Prima della serata sul palco del Sociale, però, il giornalista ha risposto ad alcune domande sul libro, sul podcast e sull’omicidio di Garlasco, tornato recentemente alla ribalta della cronaca.
Partiamo dal libro. Perché questa storia e perché ha scelto proprio questi serial killer?
Mi aveva incuriosito ed interessato questo periodo degli Usa, che la stessa Fbi definì il periodo di epidemia dei serial killer, a centinaia tra fine anni 60 e fine anni 90. Sono personaggi spaventosi: negli Stati Uniti è come se fosse sempre tutto più grande, tutto esagerato, quindi anche i numeri delle vittime e la caratura dei personaggi che io racconto nel romanzo è per noi qualcosa di impensabile. Nessuno di questi personaggi fu mai riconosciuto infermo di mente: tutti avevano patologie di qualche tipo, ma quasi tutti erano perfettamente inseriti nel normale contesto sociale delle comunità che abitavano. Capire la loro psiche e la loro anima è difficile, lo è stato anche per me.
Quanto è difficile anche non portarsi il lavoro a casa, con storie come queste?
Queste in particolare erano storie molto pesanti, sì, ma io riesco sempre a farlo. Contestualizzo, parlo di cose terribili però so che sono circoscritte e per fortuna costituiscono un’infinitesima percentuale delle storie delle nostre comunità e delle nostre vite.
Non possiamo però non parlare anche di podcasting. Il true crime, che in Italia è esemplificato dal suo «Indagini» è un fenomeno, che il pubblico ama. Si è dato una risposta al perché il true crime piaccia così tanto? Perché ascoltiamo queste storie?
Le ascoltiamo per tanti motivi: perché viviamo una sorta di paura controllata, come se ci immergessimo in queste storie, però a distanza, protetti; perché proviamo empatia per le vittime e le persone coinvolte, e perché siamo curiosi e ci interessano le cose e le storie che non conosciamo ancora e che cerchiamo di capire, soprattutto se le sentiamo lontane da noi.
Il fatto che il podcast per sua natura non abbia immagini aiuta a trattare temi come questi secondo lei?
Direi di sì, il podcast è uno strumento straordinario per raccontare le storie, perché permette una concentrazione profonda.

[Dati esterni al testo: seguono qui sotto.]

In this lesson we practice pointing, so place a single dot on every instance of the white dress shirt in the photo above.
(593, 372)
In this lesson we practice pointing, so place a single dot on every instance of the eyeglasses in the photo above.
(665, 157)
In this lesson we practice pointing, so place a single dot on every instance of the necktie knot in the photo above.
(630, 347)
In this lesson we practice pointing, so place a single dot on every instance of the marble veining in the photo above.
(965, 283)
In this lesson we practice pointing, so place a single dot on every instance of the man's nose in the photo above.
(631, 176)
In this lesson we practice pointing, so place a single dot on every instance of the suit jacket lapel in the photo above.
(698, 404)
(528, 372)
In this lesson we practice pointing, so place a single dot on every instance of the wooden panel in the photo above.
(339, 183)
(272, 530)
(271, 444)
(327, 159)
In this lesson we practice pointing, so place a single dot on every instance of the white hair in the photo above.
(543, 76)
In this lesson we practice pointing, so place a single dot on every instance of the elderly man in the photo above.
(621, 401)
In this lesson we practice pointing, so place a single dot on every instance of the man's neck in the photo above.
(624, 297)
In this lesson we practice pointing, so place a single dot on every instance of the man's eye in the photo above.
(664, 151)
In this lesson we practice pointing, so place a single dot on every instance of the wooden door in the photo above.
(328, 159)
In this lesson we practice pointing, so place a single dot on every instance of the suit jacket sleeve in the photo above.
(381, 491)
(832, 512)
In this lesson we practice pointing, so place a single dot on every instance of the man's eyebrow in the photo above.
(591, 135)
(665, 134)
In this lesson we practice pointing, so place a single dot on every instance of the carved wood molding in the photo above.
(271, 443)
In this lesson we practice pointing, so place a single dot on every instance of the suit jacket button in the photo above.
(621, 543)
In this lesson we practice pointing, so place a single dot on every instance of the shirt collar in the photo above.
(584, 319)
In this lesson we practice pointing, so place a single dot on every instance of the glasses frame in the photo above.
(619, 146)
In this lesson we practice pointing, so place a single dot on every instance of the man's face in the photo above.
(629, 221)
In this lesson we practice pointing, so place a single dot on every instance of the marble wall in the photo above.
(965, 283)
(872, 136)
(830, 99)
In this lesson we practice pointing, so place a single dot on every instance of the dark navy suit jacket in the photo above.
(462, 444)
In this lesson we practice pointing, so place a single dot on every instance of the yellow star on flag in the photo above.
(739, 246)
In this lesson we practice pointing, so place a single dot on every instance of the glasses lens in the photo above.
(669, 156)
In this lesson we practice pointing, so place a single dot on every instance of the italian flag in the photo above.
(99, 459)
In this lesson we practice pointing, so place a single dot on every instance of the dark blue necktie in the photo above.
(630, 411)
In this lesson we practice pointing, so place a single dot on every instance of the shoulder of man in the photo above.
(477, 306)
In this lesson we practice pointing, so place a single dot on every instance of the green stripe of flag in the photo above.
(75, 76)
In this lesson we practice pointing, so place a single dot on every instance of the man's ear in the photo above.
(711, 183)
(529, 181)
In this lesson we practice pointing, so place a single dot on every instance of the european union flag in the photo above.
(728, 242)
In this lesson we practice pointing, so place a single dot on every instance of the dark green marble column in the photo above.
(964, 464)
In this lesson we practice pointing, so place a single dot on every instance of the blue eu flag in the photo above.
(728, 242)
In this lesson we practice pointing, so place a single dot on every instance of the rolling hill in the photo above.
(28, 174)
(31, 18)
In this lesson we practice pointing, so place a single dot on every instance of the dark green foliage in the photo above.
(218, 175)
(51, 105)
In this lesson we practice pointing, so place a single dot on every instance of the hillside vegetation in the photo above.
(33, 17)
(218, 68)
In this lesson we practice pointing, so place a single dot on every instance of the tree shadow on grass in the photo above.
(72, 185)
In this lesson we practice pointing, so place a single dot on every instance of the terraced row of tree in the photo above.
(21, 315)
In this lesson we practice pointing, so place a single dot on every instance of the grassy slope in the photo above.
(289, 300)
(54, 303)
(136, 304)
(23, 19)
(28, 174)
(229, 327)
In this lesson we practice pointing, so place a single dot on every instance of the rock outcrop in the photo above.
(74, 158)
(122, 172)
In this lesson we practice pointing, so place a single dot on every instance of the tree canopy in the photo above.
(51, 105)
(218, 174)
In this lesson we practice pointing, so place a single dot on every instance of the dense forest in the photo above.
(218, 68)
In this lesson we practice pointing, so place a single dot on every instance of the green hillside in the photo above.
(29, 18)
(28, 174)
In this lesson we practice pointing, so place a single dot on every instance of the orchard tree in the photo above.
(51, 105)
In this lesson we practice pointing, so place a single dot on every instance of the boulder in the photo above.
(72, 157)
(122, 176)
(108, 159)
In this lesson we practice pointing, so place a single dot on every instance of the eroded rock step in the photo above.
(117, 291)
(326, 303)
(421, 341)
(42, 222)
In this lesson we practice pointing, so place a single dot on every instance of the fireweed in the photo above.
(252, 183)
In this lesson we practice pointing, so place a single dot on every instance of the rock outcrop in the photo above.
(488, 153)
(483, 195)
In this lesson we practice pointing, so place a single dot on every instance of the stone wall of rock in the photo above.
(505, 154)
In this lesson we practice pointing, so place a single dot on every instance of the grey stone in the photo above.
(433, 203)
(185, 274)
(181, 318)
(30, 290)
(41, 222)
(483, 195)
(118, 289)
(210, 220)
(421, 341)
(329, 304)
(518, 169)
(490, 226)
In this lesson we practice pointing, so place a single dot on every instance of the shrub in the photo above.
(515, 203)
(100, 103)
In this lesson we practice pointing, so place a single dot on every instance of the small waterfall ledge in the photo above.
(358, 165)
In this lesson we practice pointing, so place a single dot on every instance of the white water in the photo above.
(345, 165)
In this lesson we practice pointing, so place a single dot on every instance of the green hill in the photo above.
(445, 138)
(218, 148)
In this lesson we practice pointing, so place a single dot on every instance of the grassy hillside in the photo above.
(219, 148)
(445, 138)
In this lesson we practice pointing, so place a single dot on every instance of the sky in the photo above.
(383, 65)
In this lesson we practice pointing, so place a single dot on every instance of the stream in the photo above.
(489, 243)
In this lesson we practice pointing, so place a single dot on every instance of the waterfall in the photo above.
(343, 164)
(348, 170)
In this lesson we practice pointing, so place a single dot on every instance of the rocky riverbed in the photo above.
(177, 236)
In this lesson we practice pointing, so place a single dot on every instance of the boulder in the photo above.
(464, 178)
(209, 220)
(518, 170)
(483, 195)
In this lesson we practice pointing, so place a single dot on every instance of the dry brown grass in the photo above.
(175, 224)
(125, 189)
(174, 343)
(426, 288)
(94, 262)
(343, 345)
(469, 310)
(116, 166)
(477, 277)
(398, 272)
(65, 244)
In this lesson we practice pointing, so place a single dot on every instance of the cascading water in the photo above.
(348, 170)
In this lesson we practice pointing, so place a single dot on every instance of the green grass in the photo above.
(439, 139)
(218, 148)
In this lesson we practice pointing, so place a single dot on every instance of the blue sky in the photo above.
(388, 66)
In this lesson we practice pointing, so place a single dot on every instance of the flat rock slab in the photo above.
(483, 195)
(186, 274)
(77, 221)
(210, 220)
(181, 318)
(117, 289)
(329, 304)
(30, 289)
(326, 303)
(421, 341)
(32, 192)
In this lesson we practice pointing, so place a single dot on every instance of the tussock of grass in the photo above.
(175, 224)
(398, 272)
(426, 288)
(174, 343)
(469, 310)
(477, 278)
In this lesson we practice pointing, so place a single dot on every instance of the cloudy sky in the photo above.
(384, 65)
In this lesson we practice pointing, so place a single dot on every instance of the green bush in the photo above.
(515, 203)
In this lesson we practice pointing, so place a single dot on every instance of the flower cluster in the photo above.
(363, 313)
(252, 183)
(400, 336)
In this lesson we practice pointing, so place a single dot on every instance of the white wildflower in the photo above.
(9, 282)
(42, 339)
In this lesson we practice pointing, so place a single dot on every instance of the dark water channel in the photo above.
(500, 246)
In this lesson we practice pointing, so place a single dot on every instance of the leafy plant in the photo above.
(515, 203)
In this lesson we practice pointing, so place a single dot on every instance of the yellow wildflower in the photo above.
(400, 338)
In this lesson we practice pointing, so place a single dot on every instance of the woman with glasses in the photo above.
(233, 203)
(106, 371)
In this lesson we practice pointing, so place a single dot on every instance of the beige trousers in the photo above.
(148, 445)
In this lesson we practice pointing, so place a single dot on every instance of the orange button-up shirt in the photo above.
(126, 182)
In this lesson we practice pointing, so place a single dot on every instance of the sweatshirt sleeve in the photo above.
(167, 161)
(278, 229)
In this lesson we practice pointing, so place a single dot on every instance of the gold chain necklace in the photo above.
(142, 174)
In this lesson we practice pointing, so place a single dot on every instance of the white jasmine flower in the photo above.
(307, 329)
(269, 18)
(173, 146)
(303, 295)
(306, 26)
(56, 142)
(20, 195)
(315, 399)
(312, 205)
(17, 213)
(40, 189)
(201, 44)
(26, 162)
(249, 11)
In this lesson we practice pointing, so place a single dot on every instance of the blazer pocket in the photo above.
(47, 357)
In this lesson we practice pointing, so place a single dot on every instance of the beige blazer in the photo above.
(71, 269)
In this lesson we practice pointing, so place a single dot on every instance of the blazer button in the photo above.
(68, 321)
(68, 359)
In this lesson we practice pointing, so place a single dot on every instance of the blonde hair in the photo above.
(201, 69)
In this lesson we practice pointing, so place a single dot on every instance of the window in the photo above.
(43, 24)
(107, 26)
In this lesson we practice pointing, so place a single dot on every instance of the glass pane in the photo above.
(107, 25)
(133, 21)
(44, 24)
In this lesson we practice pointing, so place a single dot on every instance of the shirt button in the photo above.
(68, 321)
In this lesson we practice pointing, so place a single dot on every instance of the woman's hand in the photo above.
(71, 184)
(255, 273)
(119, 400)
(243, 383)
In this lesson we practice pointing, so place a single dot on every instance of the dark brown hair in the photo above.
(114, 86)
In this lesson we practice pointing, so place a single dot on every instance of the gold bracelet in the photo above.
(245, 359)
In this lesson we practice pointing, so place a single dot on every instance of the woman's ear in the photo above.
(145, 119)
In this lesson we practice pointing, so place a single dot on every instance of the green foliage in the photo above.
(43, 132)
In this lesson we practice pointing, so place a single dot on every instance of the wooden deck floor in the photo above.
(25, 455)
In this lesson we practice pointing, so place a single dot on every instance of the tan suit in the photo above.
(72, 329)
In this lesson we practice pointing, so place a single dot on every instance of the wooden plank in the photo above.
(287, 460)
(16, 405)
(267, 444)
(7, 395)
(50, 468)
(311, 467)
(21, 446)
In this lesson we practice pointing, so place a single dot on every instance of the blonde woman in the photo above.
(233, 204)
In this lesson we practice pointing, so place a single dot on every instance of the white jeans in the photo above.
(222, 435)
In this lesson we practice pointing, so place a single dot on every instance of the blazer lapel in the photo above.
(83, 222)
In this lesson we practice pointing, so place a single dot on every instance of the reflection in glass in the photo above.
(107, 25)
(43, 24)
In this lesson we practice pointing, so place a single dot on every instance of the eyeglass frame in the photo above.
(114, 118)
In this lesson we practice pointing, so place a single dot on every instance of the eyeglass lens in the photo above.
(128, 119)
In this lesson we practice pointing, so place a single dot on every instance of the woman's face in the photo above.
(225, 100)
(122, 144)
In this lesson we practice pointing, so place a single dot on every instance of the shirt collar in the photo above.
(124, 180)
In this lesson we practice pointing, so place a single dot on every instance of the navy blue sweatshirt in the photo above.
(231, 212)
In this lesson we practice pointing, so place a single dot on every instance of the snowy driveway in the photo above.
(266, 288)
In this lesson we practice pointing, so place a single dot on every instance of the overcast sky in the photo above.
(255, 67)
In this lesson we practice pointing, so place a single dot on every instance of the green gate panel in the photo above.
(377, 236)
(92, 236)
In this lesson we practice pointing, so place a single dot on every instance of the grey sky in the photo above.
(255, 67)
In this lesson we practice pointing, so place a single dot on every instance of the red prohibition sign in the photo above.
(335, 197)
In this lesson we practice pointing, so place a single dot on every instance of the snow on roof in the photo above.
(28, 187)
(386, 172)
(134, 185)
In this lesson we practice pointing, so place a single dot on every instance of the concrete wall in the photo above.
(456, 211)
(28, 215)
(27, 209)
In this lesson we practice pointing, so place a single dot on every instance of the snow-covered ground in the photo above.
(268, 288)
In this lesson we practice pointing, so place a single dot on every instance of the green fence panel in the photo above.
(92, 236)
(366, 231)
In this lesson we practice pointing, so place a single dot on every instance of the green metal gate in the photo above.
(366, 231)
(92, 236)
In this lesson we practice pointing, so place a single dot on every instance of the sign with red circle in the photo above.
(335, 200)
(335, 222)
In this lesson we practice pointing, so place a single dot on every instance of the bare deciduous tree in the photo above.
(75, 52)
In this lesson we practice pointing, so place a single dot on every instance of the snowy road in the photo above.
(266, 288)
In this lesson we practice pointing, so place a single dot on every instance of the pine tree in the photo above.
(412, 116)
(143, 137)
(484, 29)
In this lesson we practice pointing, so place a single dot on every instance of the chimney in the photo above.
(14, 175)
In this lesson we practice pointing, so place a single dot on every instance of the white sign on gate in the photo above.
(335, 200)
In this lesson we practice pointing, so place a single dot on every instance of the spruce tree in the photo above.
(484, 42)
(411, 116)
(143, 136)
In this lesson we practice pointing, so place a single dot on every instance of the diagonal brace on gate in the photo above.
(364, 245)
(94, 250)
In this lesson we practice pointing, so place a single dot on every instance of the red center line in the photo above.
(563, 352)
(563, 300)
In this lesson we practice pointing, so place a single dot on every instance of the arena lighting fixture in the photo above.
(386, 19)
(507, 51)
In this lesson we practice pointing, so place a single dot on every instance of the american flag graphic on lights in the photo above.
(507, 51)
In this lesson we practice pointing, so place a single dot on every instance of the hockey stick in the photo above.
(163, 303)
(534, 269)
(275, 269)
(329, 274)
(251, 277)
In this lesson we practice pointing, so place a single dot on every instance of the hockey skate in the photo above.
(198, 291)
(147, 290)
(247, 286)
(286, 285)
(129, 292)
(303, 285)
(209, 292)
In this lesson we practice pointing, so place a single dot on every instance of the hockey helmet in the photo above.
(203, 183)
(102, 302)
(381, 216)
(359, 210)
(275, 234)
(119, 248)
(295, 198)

Le immagini a volte distraggono l’attenzione, mentre il podcast è molto immersivo, tanto che ormai si trova con offerte di tutti i tipi e di tutti i generi.

Se parliamo di indagini non possiamo però esimerci da parlare di un caso che è tornato a far parlare di sé: Garlasco. Rischiamo che diventi un caso infinito?
In qualche modo forse questa storia infinita lo è già, diciotto anni sono un tempo incredibile per un’indagine che, dobbiamo dirlo, è partita male. Allo stesso tempo, però, no, perché prima o poi avremo delle risposte. Ora c’è stata una proroga per l’incidente probatorio, ma poi si arriverà ad una conclusione delle indagini e si vedrà se ci sono elementi tali da arrivare a un rinvio a giudizio.
Indipendentemente da quello che emergerà, possiamo dire che a uscirne scornata senza dubbi sarà comunque la giustizia italiana?
Beh, certo la giustizia non ci ha fatto una grande figura, no. Tante cose stridono, a partire dall’impatto delle indagini iniziali, passando poi per il giudizio su Alberto Stasi. Prima due assoluzioni in primo e secondo grado, poi il ribaltone della Cassazione e l’arrivo della condanna, insomma, il dubbio che il «ragionevole dubbio» ci fosse e quindi la sostanza per la condanna stessa mancasse rimane, e sicuramente il fatto che diciotto anni dopo il caso sia stato riaperto è una prova che esemplifica il modus operandi adottato in tutta questa storia.
Lei crede, da giornalista e da narratore, che una parte di colpe in come è andato questo caso sia da imputare a come la stampa l’ha raccontato?
Garlasco fu una narrazione continua e collettiva, a partire, ancora, proprio dalla figura di Alberto Stasi: «il biondino dagli occhi di ghiaccio», «il bocconiano dagli occhi di ghiaccio», la stampa si gettò su questa storia all’istante. A Garlasco arrivò addirittura Fabrizio Corona: la narrazione del caso di cronaca si trasformò in qualcos’altro, divenne una serie a puntate in cui i protagonisti non erano più personaggi di cronaca ma volti televisivi del racconto.